Olga Tokarczuk won the Man Booker Prize 2018 for her book “Flights” (Source: Facebook)
Polish novelist Olga Tokarczuk was named as the winner of the prestigious Man Booker International Prize for her fiction novel “Flights”. The book, translated into English by Jennifer Croft, interweaves multiple journeys in time, space and human anatomy. Both, the author and translator, will split the cash prize worth $67,000. “Tokarczuk is a writer of wonderful wit, imagination, and literary panache,” said head judge Lisa Appignanesi as the winner was announced at a ceremony in London.

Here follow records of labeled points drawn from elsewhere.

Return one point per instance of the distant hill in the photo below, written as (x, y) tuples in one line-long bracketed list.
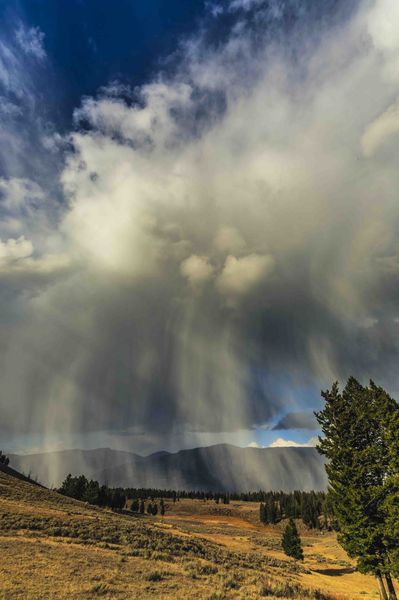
[(219, 468), (51, 468)]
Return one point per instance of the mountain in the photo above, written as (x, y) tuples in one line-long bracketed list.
[(51, 468), (219, 468)]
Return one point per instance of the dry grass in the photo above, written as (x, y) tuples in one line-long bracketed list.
[(55, 547)]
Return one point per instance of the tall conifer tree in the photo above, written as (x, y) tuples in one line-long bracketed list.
[(354, 424)]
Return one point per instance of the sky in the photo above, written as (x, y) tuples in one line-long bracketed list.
[(199, 217)]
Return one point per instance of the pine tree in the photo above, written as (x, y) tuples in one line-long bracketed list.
[(262, 513), (355, 442), (291, 541)]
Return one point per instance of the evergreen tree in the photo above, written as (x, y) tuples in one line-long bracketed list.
[(291, 541), (262, 513), (355, 425)]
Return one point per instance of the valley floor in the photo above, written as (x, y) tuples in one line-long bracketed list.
[(55, 547)]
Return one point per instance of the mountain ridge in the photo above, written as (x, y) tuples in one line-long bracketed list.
[(220, 467)]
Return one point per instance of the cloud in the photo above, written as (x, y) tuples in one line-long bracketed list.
[(31, 41), (380, 130), (282, 443), (296, 420), (241, 275), (196, 269), (206, 237)]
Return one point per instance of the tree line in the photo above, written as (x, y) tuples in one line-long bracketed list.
[(314, 508), (80, 488)]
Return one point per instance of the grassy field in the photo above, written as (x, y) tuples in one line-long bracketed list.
[(55, 547)]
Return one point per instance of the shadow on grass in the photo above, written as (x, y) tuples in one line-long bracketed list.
[(335, 572)]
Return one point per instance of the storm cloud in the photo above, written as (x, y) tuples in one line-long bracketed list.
[(231, 223)]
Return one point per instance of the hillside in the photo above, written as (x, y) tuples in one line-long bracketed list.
[(53, 547), (219, 468), (51, 468)]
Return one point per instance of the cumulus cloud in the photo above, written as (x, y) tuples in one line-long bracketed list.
[(283, 443), (297, 420), (241, 275), (31, 41), (221, 231)]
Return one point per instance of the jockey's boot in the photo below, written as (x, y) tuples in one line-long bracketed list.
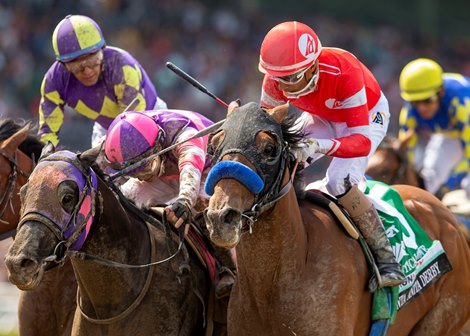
[(227, 271), (365, 216)]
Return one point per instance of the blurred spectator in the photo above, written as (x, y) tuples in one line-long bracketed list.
[(217, 44)]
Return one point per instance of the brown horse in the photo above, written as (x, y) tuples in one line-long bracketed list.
[(298, 272), (389, 165), (49, 309), (122, 288)]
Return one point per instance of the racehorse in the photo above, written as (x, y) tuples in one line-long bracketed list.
[(49, 309), (298, 272), (68, 208), (389, 165)]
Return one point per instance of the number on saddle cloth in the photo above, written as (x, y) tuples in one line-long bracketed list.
[(423, 261)]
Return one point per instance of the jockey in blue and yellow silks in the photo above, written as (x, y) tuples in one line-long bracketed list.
[(96, 80), (436, 114)]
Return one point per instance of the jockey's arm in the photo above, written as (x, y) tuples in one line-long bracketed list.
[(51, 115), (130, 87), (191, 161)]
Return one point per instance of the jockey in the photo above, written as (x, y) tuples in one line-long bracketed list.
[(173, 179), (96, 80), (436, 114), (345, 116)]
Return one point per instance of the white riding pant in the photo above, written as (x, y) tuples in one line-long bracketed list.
[(99, 132), (436, 160), (354, 168)]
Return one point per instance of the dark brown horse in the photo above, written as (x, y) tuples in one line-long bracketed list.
[(49, 309), (68, 208), (298, 272), (389, 165)]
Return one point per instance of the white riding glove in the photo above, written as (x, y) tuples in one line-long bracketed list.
[(305, 149)]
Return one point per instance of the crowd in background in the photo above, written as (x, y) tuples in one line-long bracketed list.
[(217, 45)]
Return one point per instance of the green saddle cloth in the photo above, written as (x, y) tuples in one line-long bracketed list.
[(423, 261)]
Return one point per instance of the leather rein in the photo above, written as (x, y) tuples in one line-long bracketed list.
[(7, 198)]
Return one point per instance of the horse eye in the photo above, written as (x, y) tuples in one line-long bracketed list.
[(269, 150), (215, 139), (67, 193)]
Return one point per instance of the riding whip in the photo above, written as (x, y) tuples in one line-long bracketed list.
[(194, 82)]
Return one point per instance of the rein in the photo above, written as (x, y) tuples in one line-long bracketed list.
[(7, 199), (137, 300), (270, 198)]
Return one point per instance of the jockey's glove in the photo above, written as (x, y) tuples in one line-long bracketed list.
[(179, 213), (305, 149)]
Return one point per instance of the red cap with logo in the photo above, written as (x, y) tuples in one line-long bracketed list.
[(288, 48)]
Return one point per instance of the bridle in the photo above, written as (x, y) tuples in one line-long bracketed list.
[(241, 143), (7, 199)]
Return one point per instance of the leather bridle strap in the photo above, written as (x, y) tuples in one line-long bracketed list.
[(6, 199)]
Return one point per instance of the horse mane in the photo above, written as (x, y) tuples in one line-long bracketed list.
[(32, 146), (293, 136)]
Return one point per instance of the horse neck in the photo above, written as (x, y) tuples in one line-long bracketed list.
[(117, 236), (12, 214), (277, 246)]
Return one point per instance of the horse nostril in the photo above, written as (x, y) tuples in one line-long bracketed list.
[(231, 216), (26, 263)]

Olga Tokarczuk, one of Poland’s best-known authors has written eight novels and two short story collections. Popular for the mythical tone of her writing, Tokarczuk is also the recipient of the German-Polish International Bridge Prize, a recognition extended to persons especially accomplished in the promotion of peace, democratic development and mutual understanding among the people and nations of Europe. A trained psychologist, Tokarczuk considers herself a disciple of Carl Jung and cites his psychology as an inspiration for her literary work. Her first book was a collection of poems entitled Miasta w lustrach (“Cities in Mirrors”). “House of Day, House of Night,” a book on the stories, sketches and essays about life past and present in her adopted home is one of her most popular books and is also her first book to be published in English.
The book “Flights” also won the popular Nike Award 2008. In 2013 Tokarczuk was awarded Vilenica Prize. The Guardian called the novel “a passionate and enchantingly discursive plea for meaningful connectedness, for the acceptance of ‘fluidity, mobility, illusoriness'” in its review of June 2017. The “Books of Jacob” published in 2014 earned her another Nike Award.
An activist and vocal critic of Poland’s rightwing politics, Tokarczuk is a controversial figure in her home country. The Polish conservatives claim that she had “tarnished the good name of the nation” with her public statement and literary works. Tokarczuk was caught in the eye of the storm after her novel The Books of Jacob was released. In a television interview, Tokarczuk outraged rightwing patriots by saying that, contrary to its self-image as a plucky survivor of oppression, Poland itself had committed “horrendous acts” of colonisation at times in its history. She was branded a “targowiczanin” – an ancient term for a traitor – and her publisher had to hire bodyguards for a while to protect her, The Guardian reported. Her other work “Drive Your Plow Over the Bones of the Dead” was denounced by a Polish news agency as “a deeply anti-Christian [work] that promoted eco-terrorism”. She has also received death threats or criticizing aspects of the country’s past, including its episodes of anti-Semitism.